I read and reread this odd mixture of affection, threat, and spite where she warns me against marrying the King of France, and even dares to threaten me with another husband’s death.
Mary encloses a page of news of her studies in Spanish and her music and her new gowns. I see, with a little added bitterness, how much more attentive they are now that I have such prospects. If I become empress, I will be more important than my brother, and I will never again write him a letter in my own hand. As empress I shall outrank Katherine, as empress I shall outrank Mary, whose boy husband—the emperor’s grandson—will not inherit until the emperor dies.
This gives me pause; there will be a great pleasure in taking a throne seated beside a man who outranks my sisters’ husbands—but when he dies I will be widowed again. He is fifty-five years old now—how much longer can he live? I don’t want to be widowed again and worse, worst of all, I would be Dowager Empress and Mary, my little sister, would step up into my place and inherit my crown while I would have to step back and watch her do it. I know I couldn’t bear that.

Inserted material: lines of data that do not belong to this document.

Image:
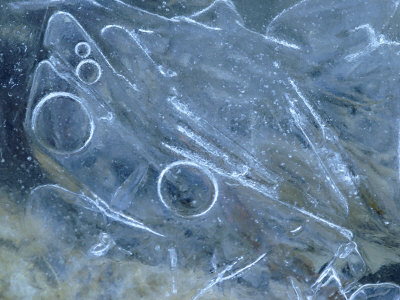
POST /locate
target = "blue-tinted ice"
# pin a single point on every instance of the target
(196, 142)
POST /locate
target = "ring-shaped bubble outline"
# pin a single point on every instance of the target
(89, 49)
(197, 166)
(79, 66)
(53, 95)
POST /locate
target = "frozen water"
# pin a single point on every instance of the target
(267, 161)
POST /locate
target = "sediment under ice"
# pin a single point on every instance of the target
(198, 143)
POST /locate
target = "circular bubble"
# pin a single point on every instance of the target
(83, 49)
(88, 71)
(187, 189)
(62, 123)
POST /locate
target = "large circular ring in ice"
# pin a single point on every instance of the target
(62, 123)
(187, 189)
(88, 71)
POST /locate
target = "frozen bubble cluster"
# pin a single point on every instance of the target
(269, 162)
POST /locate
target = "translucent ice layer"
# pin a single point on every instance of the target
(196, 143)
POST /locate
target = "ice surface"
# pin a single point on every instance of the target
(266, 161)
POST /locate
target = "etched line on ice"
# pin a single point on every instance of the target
(284, 12)
(308, 105)
(189, 20)
(297, 120)
(258, 188)
(99, 205)
(208, 8)
(375, 41)
(296, 289)
(173, 262)
(359, 291)
(398, 151)
(136, 40)
(105, 243)
(221, 276)
(237, 177)
(41, 4)
(183, 108)
(142, 10)
(211, 149)
(282, 42)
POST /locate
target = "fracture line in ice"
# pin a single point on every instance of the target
(282, 42)
(398, 151)
(258, 188)
(41, 4)
(136, 40)
(310, 108)
(106, 242)
(182, 108)
(210, 148)
(173, 262)
(235, 176)
(220, 277)
(211, 6)
(99, 205)
(296, 289)
(360, 292)
(298, 120)
(375, 41)
(189, 20)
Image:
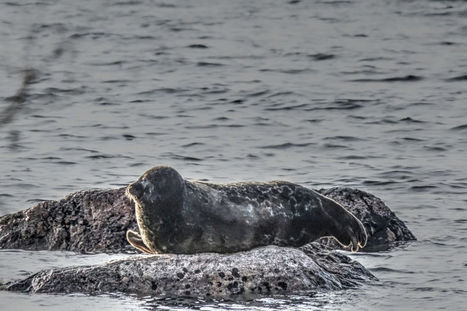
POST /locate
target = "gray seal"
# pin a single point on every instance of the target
(184, 217)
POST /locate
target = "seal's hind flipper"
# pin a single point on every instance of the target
(137, 242)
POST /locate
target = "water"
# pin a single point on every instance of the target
(368, 94)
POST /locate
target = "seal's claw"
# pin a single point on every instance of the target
(137, 242)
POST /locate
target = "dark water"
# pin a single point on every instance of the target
(368, 94)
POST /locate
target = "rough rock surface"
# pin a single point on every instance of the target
(97, 220)
(262, 271)
(85, 221)
(383, 227)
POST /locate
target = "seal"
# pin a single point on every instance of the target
(184, 217)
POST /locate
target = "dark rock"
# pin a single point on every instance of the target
(85, 221)
(265, 270)
(385, 230)
(97, 221)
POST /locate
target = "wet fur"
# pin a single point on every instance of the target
(179, 216)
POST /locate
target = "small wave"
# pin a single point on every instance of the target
(197, 46)
(459, 127)
(334, 146)
(209, 64)
(290, 107)
(183, 158)
(321, 56)
(410, 120)
(434, 148)
(390, 270)
(288, 71)
(423, 188)
(344, 138)
(379, 182)
(458, 78)
(285, 146)
(166, 90)
(408, 78)
(192, 145)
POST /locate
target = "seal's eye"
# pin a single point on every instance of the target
(136, 189)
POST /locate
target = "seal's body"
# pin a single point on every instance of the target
(179, 216)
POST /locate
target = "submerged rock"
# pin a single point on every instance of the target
(262, 271)
(94, 221)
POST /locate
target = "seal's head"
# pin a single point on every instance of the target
(158, 197)
(352, 234)
(157, 188)
(345, 227)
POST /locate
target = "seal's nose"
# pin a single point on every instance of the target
(136, 189)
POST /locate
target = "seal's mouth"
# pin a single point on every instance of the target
(130, 194)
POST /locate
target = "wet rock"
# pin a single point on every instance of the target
(85, 221)
(97, 220)
(262, 271)
(385, 230)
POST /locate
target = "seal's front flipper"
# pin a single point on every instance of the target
(135, 240)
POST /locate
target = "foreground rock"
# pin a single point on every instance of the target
(97, 220)
(262, 271)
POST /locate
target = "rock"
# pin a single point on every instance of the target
(262, 271)
(385, 230)
(85, 221)
(94, 221)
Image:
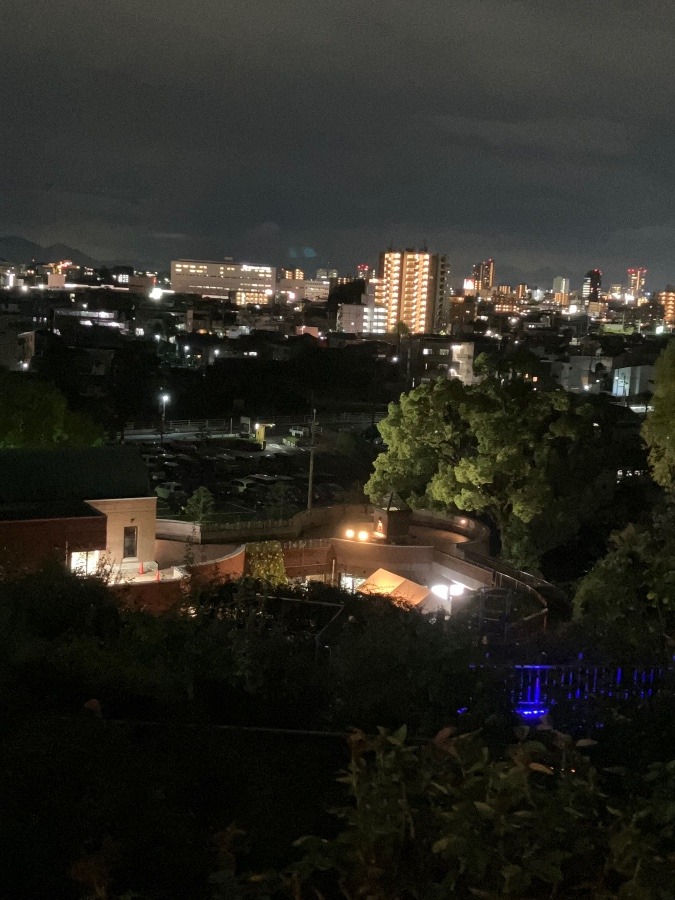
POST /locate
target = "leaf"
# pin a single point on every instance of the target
(399, 736)
(484, 809)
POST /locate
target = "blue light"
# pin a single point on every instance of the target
(531, 713)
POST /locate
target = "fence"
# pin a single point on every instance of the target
(229, 424)
(535, 688)
(290, 529)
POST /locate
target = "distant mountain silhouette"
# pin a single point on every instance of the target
(15, 249)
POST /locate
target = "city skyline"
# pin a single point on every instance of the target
(267, 133)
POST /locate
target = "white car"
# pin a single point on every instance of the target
(242, 484)
(169, 489)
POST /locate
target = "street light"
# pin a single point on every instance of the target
(164, 399)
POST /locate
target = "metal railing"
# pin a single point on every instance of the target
(533, 689)
(232, 425)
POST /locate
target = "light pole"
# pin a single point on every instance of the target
(164, 398)
(310, 483)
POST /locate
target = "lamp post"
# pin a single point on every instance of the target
(310, 483)
(164, 398)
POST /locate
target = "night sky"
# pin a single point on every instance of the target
(288, 131)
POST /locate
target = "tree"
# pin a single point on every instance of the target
(659, 426)
(523, 456)
(200, 505)
(630, 592)
(451, 819)
(34, 415)
(265, 563)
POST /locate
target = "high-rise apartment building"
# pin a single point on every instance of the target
(636, 281)
(590, 290)
(484, 275)
(667, 300)
(239, 283)
(412, 285)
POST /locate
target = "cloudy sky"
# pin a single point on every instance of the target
(320, 131)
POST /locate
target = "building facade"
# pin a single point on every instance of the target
(367, 318)
(412, 286)
(238, 283)
(636, 281)
(667, 300)
(592, 285)
(428, 357)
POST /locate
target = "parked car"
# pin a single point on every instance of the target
(242, 484)
(299, 431)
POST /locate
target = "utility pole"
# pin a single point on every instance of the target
(310, 483)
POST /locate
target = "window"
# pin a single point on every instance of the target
(130, 541)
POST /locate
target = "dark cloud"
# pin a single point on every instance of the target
(534, 131)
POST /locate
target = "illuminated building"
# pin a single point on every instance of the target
(427, 358)
(290, 289)
(591, 286)
(667, 300)
(506, 303)
(636, 281)
(354, 318)
(291, 274)
(484, 275)
(412, 285)
(239, 282)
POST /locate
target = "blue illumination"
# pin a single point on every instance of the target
(531, 712)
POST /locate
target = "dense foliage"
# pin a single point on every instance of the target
(632, 588)
(200, 505)
(265, 563)
(534, 461)
(143, 791)
(448, 819)
(34, 415)
(659, 427)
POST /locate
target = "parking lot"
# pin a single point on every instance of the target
(246, 480)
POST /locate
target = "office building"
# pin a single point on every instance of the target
(667, 300)
(360, 319)
(239, 283)
(484, 275)
(365, 271)
(636, 281)
(412, 286)
(290, 274)
(326, 274)
(590, 290)
(427, 358)
(310, 289)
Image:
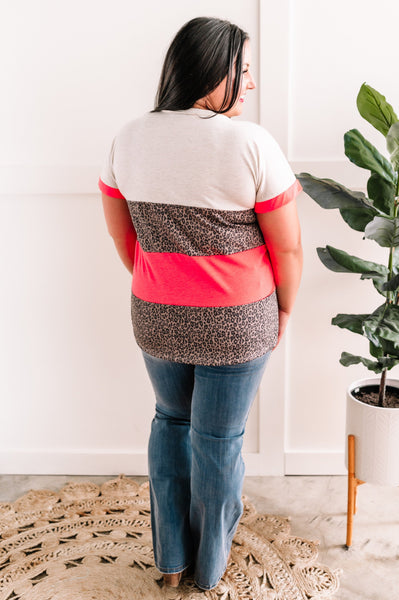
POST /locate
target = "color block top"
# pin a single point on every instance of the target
(203, 290)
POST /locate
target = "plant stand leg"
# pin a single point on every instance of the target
(353, 482)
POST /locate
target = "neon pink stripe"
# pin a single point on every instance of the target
(113, 192)
(280, 200)
(217, 280)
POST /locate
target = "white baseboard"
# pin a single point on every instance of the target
(47, 462)
(315, 463)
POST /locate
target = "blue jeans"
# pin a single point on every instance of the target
(196, 469)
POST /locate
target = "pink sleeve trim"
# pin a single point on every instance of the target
(280, 200)
(113, 192)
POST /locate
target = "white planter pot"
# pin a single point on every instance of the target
(376, 432)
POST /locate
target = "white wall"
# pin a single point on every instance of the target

I do want a great husband, but I want a friend and a lover, a companion and a comrade. I hate sleeping alone, I hate dining in front of the whole court without a husband at my side. My only comfort at the great dinners when I am seated alone before the whole court is my carver, Archibald Douglas, the only man allowed to be at my table. The haunches of meat are put beside me on the high table and he carves my portion and slices for the rest of the lords, and he smiles at me and talks to me quietly so that I don’t feel so lonely.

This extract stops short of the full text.